Mobili libri carta di giornali
Nel mese di novembre del 1935, andai a Firenze per affittare una casa. I miei famigliari, che erano sempre stati abituati a svernare in città nella casa di Modena, si erano ridotti in campagna in una casa che si riempì di mobili, libri e carta di giornali. Si accatastarono nella grande casa di Cavezzo i mobili di Modena, quelli dei miei nonni della casa di piazza Roma n. 11, dove io nacqui, all’ultimo piano, in una stanza la cui finestra guardava (e guarda tuttora) il monumento a Ciro Menotti.
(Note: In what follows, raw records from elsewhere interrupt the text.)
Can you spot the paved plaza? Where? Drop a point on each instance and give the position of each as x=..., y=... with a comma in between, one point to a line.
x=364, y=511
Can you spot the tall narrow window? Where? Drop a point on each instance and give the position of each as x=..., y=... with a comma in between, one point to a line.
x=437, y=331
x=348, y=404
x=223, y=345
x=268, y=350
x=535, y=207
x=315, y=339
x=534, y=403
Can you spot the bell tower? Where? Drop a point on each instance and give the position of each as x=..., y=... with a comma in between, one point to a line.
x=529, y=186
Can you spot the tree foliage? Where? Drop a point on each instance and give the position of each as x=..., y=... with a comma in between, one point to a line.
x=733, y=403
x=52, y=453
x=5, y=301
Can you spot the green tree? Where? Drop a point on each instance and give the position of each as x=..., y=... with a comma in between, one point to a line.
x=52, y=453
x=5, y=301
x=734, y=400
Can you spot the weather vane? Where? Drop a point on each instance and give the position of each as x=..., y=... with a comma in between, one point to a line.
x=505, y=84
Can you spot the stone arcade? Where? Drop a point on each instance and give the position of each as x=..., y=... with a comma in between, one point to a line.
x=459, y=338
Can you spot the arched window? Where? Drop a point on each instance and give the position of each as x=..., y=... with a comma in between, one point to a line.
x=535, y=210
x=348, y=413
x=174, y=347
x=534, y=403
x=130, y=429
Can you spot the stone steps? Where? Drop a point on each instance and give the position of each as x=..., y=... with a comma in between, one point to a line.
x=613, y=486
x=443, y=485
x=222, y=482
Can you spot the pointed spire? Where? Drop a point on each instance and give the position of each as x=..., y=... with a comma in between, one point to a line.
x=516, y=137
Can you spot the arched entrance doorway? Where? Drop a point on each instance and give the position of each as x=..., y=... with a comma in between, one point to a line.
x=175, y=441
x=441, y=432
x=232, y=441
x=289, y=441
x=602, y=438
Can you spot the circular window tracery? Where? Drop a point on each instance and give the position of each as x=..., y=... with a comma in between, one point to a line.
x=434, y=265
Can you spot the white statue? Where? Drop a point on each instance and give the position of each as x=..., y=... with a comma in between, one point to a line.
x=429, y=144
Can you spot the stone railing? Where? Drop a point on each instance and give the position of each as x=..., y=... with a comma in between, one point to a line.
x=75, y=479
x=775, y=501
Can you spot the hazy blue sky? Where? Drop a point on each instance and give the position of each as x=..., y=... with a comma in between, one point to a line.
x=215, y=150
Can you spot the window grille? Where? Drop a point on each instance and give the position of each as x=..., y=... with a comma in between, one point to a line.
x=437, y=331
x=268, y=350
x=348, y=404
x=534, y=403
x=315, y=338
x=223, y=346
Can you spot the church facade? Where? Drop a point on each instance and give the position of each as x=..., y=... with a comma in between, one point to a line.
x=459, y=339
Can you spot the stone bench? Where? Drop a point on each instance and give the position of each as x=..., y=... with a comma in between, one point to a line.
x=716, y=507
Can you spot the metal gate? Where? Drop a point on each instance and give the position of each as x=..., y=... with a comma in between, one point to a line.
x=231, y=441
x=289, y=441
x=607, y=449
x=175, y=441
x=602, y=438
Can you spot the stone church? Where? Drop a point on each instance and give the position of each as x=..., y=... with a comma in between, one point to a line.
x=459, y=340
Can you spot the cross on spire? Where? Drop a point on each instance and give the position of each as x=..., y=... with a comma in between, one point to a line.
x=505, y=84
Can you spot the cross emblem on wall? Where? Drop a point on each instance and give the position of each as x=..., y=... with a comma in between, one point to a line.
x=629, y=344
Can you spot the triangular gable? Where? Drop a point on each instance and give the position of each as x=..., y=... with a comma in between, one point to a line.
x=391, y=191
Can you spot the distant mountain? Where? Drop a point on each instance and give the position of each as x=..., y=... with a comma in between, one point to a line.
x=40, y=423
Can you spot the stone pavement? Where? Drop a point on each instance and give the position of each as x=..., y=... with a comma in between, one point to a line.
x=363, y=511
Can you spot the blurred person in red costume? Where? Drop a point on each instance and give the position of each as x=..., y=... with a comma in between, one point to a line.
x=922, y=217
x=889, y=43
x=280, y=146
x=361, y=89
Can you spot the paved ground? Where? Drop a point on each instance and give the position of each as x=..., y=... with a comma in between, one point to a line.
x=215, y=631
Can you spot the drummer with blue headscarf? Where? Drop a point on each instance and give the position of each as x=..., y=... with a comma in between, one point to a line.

L’ultimo giorno che ebbi in possesso la casa corteggiai una girl viennese che lavorava in un avanspettacolo al Teatro Storchi. Poi chiusi casa e uscii con l’ultima seggiola, che era la mezzanotte del 2 novembre 1935. In automobile (avevo un’Augusta Lancia) andai a Cavezzo. Oltre l’ultima seggiola avevo con me i miei manoscritti, il dizionario italiano dello Zingarelli e qualche libro. «Addio per sempre salotto rosso con gli angioli popputi dipinti nel soffitto! Addio Fanalino della Battimonda! Addio Margherita Matesillani! Addio alla mia vita, e per sempre!» Quella prima notte a Cavezzo ero stato vicino al suicidio. Tutto ciò che era vero si stava rendendo vero, e tutto ciò che era immaginario, era perduto per sempre. (Nel giugno del 1935 avevo giurato guerra alla mia città. Dimenticando fascismo, dittatura e libertà, mi ero messo in mente che, dopo avere venduto la casa di Modena, prima di dieci anni a venire sarei tornato, a cavallo, alla testa di cento trombettieri e mille soldati acclamanti, gettando la paura e il disagio nell’animo dei miei concittadini e en volant toute femme que j’aurais cru envoler).
Antonio Delfini, Autore ignoto presenta, racconti scelti e introdotti da Gianni Celati, Torino, Einaudi 2008, pp. 265-266).